Why is effective mass a tensor? So I came across the effective mass concept for solids the other day. It was mentioned that the effective mass is a tensor and may have different values in different directions. However, this is stark contrast to ordinary mass which is direction independent (as far as I know). So how do we physically explain this direction dependence of electrons (holes) mass inside a solid? Is it called "mass" just because it has the dimensions of mass? Or is it just a mathematical tool without any physical significance?
 A: Effective mass $m_{\ast}$ is just a constant that shows up in the dispersion relation $\epsilon(\mathbf{k})$ of an energy band. Consider a one-dimensional band with dispersion $\epsilon(k)$. Expanding near a minimum of $\epsilon$
\begin{align}
\epsilon(k) \approx \epsilon_0 + \frac{\hbar^2 k^2}{2m_{\ast}}
\end{align}
It's defined by analogy to the quantum mechanical energy of a free particle of mass $m$,
\begin{align}
E(k) = \frac{\hbar^2 k^2}{2m}.
\end{align}
For example, consider a one-dimensional tight-binding model with dispersion
\begin{align}
\epsilon(k) = -2 t\cos(ka).
\end{align}
Taylor expanding $\epsilon$ near $k=0$ we get
\begin{align}
\epsilon(k)\approx -2t + tk^2 a^2.
\end{align}
so that the effective mass is
\begin{align}
m_{\ast}= \frac{\hbar^2}{2ta^2}.
\end{align}
In higher dimensions, the dispersion relation can be more complicated. If the dispersion is isotropic (the same in every direction), then
\begin{align}
\epsilon(\mathbf{k}) = \epsilon_0 + \frac{\hbar^2 |\mathbf{k}|^2}{2m_{\ast}}.
\end{align}
However, you could have a dispersion where the constants in front of different components of $\mathbf{k}$ are different, e.g.
\begin{align}
\epsilon(\mathbf{k}) = \frac{\hbar^2}{2}\left(\frac{k_x^2}{m_x} + \frac{k_y^2}{m_y}\right)
\end{align}
Such a dispersion could arise from, e.g., a tight-binding model in which the hopping parameters or lattice constants in each direction are different. You could even have a dispersion with cross-terms between the components of $\mathbf{k}$, e.g.
\begin{align}
\epsilon(\mathbf{k}) = \frac{\hbar^2}{2}\left(\frac{k_x^2}{m_1} + \frac{k_x k_y}{m_2} + \frac{k_y^2}{m_3}\right)
\end{align}
In general, the dispersion (to quadratic order, and dropping the constant) will be
\begin{align}
\epsilon(\mathbf{k}) = \frac{\hbar^2}{2}\sum_{a,b}h_{ab} k_a k_b
\end{align}
for a tensor $h_{ab}$ — the inverse of the effective mass tensor.
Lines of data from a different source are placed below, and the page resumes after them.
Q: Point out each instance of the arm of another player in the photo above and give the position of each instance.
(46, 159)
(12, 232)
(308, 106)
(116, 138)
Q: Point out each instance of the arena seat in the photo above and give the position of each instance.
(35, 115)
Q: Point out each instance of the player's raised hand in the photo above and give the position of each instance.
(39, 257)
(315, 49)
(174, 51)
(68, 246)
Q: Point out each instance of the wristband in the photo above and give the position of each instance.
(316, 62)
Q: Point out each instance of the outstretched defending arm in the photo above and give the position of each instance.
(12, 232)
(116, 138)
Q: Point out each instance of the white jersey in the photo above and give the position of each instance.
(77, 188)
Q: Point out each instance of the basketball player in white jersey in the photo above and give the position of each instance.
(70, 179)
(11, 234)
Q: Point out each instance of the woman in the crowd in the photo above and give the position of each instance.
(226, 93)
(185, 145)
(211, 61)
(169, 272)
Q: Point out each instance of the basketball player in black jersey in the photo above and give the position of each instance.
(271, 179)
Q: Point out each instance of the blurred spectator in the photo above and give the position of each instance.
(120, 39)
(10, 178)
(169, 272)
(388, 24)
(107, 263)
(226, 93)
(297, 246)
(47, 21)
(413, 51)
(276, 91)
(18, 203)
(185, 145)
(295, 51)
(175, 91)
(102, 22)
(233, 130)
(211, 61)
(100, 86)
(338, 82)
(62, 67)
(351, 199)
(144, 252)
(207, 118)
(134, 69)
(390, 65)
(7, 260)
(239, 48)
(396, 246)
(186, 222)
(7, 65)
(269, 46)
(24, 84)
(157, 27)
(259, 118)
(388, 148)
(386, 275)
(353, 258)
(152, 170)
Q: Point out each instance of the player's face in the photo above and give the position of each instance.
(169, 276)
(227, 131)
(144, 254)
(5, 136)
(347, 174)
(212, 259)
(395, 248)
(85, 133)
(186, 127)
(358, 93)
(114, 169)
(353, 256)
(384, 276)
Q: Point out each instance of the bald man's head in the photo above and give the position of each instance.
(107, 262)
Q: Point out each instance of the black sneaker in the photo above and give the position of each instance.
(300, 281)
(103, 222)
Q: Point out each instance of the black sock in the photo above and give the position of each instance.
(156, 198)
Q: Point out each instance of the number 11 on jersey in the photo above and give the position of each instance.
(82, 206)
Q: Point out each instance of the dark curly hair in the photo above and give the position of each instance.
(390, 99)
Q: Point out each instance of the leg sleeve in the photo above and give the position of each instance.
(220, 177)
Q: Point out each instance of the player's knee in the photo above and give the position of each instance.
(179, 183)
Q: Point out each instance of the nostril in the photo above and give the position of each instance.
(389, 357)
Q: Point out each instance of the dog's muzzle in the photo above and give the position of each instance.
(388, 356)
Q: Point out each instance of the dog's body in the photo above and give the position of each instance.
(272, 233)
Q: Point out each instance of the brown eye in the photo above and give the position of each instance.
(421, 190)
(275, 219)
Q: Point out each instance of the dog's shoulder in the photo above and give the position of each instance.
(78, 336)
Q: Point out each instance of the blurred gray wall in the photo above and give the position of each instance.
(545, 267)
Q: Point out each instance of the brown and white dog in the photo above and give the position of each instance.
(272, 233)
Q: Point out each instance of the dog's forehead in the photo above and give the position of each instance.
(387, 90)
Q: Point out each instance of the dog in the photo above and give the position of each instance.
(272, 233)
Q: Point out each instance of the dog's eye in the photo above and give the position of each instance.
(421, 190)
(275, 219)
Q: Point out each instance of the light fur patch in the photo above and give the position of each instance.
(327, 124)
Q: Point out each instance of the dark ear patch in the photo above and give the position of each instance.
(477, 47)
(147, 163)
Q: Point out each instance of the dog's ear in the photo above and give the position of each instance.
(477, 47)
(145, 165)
A: Your surprise for a tensor mass is originating from a misconception: to assume that the usual point particle mechanics is the "natural" mechanics and everything less usual (i.e. beyond the introductory physics level) requires a special explanation in terms of it.
Actually things can be stated in a different, more general way. Assuming that a basic tenet of Newtonian mechanics is a linear relation between force and acceleration, taking into account the vector character of both quantities, the most general relation among them should be a tensor relation. It is an experimental fact that for point particles at low energy such a tensor is diagonal and only one parameter is enough. However, even without quantum mechanics, there are cases where the necessity of a more general linear relation shows up. 
One case is that of constrained systems. It is well known that one of the most effective way to deal with them is to use the constraint equations to reduce the umber of degrees of freedom and this is efficiently done within the Lagrangian formalism. The passage from the usual descritpion in  terms of three-dimensional position vectors ${\bf r_i}$ to generalized coordinates $q_{\alpha}$ implies that in general the kinetic energy term has the form 
$$
T = \sum_{\alpha \beta} m_{\alpha \beta}\dot q_{\alpha} \dot q_{\beta}
$$
where $m_{\alpha \beta}$ is a  positive definite matrix.
Also in relativistic mechanics, the relation between acceleration and force may be written as a tensor relation, provided a mass tensor depending on velocity is introduced. 
The common feature of such different systems is the non-alignment between acceleration and force.
It is then not completely weird that the kinetic energy term of a quantum mechanics system could show a similar anisotropy.